Tipperary minor hurling manager Liam Cahill (Ballingarry).
On Sunday next Tipperary minor hurlers will make their first appearance back in Croke Park since the county’s All- Ireland final victory over 
Dublin in 2012.

On Sunday next Tipperary minor hurlers will make their first appearance back in Croke Park since the county’s All- Ireland final victory over 
Dublin in 2012.

Once again, just like that memorable day three years ago when Kilsheelan’s Bill Maher lifted the ‘Irish Press Cup’, Dublin will provide the opposition.

Tipperary, managed by Liam Cahill of Ballingarry, came through a stiff test in the Munster final against Limerick winning 0-20 to 0-17. ‘The Premier’ had to rally in the 
dying minutes of that game scoring four of the last five points to deny the Shannonsiders their three-in-a-row.

Over in Leinster the minor final between Kilkenny and Dublin went along similar lines. Dublin led by two points with four minutes to go but in their true never-say-die nine-lives style ‘The Cats’ rattled off four unanswered points late on to steal victory.

Amazingly this year it is 50 years since Dublin won their last All-Ireland minor 
title in 1965. However they have won five Leinster minor titles in the last 10 years, testimony to the rising standards of hurling in the capital

Since their Leinster final defeat, the young Dubs, managed by former senior hurler 
Johnny McGuirk, have regrouped with a 2-22 to 2-11 win over Antrim in a game played in Kingspan Breffni Park. They will be in a better frame of mind now for the visit of Tipperary on Sunday.

As the year progresses Tipperary seem to be an improving side and now with three wins under their belts against Waterford, Clare and Limerick they are motoring along nicely.

According to team manager Liam Cahill, when speaking after the Munster final win, “they are not the best minor team ever to leave this county, but they showed some heart, not just today (against Limerick) but all through the Clare and the Waterford games.”

What evidently this Tipperary team do have in abundance is tremendous determination and along the way they have come out on the right side of three close games by one point, four points and three points respectively against Waterford, Clare and Limerick.

While that is all very well, it is also a concern to Cahill, who sees it in a way like a team 
going to the proverbial well too often.

“At times we have made it hard on ourselves, particularly in some of the earlier Munster games. We have not been hurling to our full potential and even when getting ahead have not closed out games. It is a worry that the day will come if you let teams stay in a game you will get done in the end. We have left teams back in to games this year and we can’t do that from now on,” added the former All-Star hurler.

“Dublin will be a big challenge for us on Sunday next. I have seen them twice this year - against Kilkenny in the Leinster final and since then when they beat Antrim. And we also played them in friendlies back in April and May. Dublin are physically strong, they are fast and they have plenty of skill. They might not be regarded as a typical Dublin side in style, but they will test Tipperary to the maximum.”

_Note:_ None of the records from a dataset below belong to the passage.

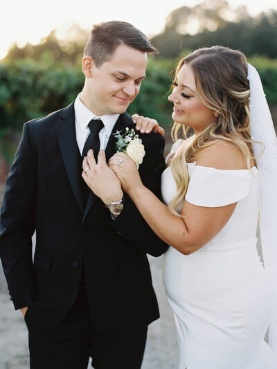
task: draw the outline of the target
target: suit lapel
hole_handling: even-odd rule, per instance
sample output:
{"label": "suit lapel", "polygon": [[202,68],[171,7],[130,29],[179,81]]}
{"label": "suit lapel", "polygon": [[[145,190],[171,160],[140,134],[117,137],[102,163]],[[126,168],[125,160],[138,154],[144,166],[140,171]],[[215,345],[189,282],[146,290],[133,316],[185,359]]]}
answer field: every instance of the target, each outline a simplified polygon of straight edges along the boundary
{"label": "suit lapel", "polygon": [[83,213],[84,203],[76,141],[74,102],[62,110],[60,117],[60,120],[55,123],[57,141],[72,190],[80,210]]}
{"label": "suit lapel", "polygon": [[[105,150],[106,154],[107,162],[108,162],[109,159],[116,152],[116,142],[117,141],[117,138],[114,137],[114,134],[115,134],[116,131],[121,131],[123,129],[125,131],[126,127],[134,126],[134,122],[132,121],[131,117],[127,113],[124,113],[123,114],[120,114],[119,116],[118,119],[116,120],[116,123],[114,125],[111,136],[109,136],[109,141],[107,144],[106,149]],[[91,206],[93,205],[94,202],[97,199],[97,196],[94,195],[92,191],[91,191],[89,200],[87,201],[87,206],[84,210],[84,217],[82,219],[83,222],[87,213],[91,208]]]}

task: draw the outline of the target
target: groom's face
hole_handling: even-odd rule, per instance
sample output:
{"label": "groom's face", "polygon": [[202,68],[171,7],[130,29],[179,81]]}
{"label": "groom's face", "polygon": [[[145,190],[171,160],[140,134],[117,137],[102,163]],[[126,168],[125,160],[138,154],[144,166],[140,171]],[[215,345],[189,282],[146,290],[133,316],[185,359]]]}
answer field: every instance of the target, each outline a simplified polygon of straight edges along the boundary
{"label": "groom's face", "polygon": [[86,80],[89,109],[98,116],[124,113],[139,92],[147,62],[147,53],[125,45],[98,68],[92,60]]}

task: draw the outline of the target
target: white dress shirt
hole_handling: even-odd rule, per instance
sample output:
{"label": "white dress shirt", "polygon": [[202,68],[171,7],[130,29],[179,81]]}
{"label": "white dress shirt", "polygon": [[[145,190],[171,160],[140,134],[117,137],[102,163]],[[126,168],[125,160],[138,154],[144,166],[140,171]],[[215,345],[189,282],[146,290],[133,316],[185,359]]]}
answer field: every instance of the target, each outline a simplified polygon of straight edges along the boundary
{"label": "white dress shirt", "polygon": [[80,93],[77,96],[74,102],[75,125],[76,129],[76,140],[80,152],[82,155],[82,150],[87,138],[90,134],[89,123],[91,119],[101,119],[104,127],[99,132],[100,148],[105,150],[111,136],[114,126],[118,118],[119,114],[96,116],[80,100]]}

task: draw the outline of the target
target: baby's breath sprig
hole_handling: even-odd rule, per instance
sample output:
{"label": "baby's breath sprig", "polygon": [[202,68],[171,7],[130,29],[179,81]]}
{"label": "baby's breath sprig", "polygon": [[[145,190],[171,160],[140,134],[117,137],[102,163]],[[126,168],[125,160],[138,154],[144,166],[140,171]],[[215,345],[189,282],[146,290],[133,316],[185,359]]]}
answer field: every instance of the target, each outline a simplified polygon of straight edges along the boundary
{"label": "baby's breath sprig", "polygon": [[122,131],[116,131],[114,134],[114,137],[118,138],[116,143],[116,150],[118,152],[126,152],[127,146],[134,138],[138,138],[138,135],[136,134],[134,128],[129,129],[127,127],[125,128],[124,134],[120,134]]}

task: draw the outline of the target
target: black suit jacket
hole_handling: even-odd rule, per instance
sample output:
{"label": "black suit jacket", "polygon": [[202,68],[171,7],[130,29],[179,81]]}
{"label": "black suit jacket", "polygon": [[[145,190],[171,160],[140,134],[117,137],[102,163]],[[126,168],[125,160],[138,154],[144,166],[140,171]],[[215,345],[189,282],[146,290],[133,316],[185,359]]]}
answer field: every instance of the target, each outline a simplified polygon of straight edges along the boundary
{"label": "black suit jacket", "polygon": [[[134,126],[125,113],[113,133]],[[140,174],[159,197],[164,138],[141,138]],[[107,160],[116,141],[111,135]],[[134,330],[159,318],[146,253],[159,256],[168,245],[127,195],[115,221],[92,192],[84,208],[78,155],[73,103],[25,123],[1,208],[0,255],[10,294],[15,309],[28,307],[29,321],[53,326],[73,306],[84,267],[95,327],[105,334]]]}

“If we think we can go along to Croke Park and get away with five or six players hurling to their best and that that will be enough, we will be found out badly. We will need everyone of the fifteen to hurl to their full potential if this isn’t to be a banana skin for us,” he warned.

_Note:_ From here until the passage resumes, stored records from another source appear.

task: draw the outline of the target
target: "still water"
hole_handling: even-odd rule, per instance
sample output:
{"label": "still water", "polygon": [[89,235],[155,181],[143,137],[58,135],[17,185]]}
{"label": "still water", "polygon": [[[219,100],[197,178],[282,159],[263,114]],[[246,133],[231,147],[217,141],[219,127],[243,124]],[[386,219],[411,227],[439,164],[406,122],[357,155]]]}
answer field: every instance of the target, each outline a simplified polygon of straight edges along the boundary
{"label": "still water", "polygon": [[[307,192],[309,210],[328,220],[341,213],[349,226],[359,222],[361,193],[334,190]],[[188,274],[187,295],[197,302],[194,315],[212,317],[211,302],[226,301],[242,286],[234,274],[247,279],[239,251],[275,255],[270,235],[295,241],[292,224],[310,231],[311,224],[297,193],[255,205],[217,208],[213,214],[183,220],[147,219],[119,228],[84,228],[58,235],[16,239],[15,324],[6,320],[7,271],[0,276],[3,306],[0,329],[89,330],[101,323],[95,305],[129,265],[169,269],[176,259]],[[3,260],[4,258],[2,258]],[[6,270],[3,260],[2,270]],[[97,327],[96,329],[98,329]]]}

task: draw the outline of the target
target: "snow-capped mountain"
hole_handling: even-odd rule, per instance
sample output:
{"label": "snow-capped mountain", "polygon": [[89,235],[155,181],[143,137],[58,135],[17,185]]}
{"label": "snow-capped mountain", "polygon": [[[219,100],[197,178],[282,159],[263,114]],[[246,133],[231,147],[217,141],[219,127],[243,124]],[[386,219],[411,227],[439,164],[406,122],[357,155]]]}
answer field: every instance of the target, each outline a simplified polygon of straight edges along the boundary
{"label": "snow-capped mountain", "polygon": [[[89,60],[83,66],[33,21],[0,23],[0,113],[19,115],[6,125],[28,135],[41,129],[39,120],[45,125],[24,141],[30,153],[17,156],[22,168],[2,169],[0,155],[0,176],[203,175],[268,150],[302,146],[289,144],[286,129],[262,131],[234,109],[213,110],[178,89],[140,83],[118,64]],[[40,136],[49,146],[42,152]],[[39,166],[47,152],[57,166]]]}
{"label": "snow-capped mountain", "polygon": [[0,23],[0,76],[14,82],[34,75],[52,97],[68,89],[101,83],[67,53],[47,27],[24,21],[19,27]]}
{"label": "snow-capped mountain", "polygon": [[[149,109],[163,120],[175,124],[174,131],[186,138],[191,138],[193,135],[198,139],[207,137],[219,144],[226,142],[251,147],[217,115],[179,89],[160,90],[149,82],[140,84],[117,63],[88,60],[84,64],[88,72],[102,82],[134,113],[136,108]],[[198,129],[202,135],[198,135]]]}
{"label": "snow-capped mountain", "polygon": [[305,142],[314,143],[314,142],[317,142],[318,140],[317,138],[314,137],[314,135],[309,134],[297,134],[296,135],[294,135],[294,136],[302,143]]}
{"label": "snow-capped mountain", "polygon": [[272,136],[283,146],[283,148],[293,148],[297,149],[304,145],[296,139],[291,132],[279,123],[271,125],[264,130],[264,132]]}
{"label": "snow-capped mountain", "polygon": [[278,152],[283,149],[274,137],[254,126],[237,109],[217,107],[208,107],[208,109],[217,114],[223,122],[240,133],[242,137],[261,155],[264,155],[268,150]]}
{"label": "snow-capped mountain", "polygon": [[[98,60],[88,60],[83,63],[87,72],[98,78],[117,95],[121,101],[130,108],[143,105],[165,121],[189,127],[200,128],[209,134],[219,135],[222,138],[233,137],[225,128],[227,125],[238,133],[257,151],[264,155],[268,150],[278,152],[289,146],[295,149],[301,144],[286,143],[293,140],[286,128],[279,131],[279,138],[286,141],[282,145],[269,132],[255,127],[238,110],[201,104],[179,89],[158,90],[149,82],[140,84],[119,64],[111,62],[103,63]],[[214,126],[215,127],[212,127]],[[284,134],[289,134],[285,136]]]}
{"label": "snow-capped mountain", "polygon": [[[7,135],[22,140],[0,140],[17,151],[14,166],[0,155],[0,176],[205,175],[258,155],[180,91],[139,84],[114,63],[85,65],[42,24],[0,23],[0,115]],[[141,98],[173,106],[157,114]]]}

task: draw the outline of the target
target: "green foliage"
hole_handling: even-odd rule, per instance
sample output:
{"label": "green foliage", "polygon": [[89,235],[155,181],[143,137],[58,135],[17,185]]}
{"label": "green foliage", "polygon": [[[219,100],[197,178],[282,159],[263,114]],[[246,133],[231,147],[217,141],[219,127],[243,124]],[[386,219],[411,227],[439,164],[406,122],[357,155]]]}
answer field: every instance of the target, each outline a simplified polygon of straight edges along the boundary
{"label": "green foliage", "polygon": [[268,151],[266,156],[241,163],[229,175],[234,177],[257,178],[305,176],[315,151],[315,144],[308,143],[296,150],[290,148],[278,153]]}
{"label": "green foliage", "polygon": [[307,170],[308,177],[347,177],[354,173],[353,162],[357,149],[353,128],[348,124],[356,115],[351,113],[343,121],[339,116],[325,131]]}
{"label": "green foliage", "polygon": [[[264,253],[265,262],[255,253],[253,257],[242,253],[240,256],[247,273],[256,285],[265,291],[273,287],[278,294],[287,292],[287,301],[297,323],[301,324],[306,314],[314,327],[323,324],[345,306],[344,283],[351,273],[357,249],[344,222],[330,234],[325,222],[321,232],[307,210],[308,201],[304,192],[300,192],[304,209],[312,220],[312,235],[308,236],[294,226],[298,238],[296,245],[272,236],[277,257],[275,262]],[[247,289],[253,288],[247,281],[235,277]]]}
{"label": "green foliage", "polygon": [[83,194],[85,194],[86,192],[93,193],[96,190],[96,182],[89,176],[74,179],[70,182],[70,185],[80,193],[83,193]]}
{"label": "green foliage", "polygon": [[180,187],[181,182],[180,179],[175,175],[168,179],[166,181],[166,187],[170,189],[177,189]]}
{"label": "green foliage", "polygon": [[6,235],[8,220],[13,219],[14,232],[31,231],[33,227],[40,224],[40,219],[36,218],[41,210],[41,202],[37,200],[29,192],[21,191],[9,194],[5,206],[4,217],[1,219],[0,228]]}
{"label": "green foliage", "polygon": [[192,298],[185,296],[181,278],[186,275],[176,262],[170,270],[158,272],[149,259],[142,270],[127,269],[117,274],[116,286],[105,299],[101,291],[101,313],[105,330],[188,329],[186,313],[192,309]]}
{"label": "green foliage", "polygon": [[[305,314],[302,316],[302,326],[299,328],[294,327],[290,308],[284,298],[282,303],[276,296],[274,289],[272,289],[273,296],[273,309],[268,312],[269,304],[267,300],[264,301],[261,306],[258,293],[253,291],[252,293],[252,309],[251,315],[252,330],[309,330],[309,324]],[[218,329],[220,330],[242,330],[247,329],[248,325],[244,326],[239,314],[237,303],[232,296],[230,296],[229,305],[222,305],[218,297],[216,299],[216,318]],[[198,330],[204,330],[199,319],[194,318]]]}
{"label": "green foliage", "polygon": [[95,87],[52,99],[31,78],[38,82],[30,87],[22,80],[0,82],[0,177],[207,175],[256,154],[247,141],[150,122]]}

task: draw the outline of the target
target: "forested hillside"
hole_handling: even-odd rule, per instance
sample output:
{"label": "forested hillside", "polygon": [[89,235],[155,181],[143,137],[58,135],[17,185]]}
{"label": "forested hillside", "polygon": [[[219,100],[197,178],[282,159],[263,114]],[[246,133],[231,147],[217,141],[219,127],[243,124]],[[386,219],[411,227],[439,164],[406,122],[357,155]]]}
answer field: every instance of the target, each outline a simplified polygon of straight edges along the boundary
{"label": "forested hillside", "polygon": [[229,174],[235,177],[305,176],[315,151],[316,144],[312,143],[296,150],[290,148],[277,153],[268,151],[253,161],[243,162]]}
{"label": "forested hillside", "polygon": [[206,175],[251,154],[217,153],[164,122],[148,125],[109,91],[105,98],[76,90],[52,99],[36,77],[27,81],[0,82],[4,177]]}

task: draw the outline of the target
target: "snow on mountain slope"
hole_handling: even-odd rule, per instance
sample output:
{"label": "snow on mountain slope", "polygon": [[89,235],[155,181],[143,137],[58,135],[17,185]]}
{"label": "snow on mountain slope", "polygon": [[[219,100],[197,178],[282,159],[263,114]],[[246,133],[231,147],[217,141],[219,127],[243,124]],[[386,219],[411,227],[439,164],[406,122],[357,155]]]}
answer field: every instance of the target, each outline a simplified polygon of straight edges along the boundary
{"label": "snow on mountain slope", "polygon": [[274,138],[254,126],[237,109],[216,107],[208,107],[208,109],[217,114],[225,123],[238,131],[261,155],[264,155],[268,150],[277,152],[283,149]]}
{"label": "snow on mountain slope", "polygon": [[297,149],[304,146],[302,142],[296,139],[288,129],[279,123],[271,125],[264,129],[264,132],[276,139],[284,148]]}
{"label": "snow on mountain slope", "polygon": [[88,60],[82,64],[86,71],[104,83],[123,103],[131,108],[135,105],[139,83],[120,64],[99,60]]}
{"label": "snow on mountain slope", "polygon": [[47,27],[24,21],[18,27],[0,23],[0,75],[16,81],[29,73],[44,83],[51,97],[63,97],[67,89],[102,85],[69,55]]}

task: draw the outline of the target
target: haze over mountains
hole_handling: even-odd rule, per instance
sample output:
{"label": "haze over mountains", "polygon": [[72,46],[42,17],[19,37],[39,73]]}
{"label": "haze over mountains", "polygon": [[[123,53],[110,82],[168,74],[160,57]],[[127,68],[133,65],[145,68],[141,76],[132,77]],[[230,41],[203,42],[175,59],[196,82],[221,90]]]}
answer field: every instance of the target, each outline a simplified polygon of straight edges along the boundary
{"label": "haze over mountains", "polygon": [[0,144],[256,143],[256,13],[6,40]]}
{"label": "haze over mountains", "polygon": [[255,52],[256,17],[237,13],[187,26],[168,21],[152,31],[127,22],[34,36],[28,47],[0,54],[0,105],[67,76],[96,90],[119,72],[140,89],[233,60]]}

With the minor footballers also through to an All-Ireland semi-final (on 30th August v Kildare) these are very busy times for Tipperary’s u-18s with a big overlap of players. Thankfully all the ‘hurlers’ came through unscathed against Galway in Tullamore on the Bank Holiday Monday with no less than Jack Skehan, Emmet Moloney, Alan Tynan, Brian McGrath, Tommy Nolan, Ross Peters, Mickey Connors and Tommy Lowry involved in both panels .

“They all came through, some of them were stiff and sore after it but no extra injury worries at this stage anyway for the Dublin game.”

He added “it looks like Stephen Quirke (the team captain) won’t be ready for Dublin. Stephen has had no contact sport since picking up his injury against Clare in late June and it would be very very surprising if he was to play any part in Sunday’s game.”

“The way I see it on Sunday is as it was in the Munster final against Limerick in Thurles, it is a 50-50 game. Dublin will be regarded as underdogs and Tipp, because of who they are, will start as favourites. But I don’t think Dublin deserve to be regarded as underdogs. Dublin will have had the benefit and experience of playing in Croke Park before while for most of the Tipp lads it will be a whole new experience. Croke Park will be by no way even half full by the time the Tipp game is up and running and Croke Park when it is like that can be an eerie enough and off-putting place. All that will be new to our lads”, he said.

“As I did before the Munster final, I would make an appeal to our supporters who will be there for the senior semi-final to make sure and get in early, get behind the minors and the more we can respond to that support as a team the more difficult we can make it for Dublin on the day,” concluded Liam

Hopefully the minors can get proceedings off to a perfect start on Sunday (2.00 pm throw-in) and push the first of two Tipp teams through to September finals.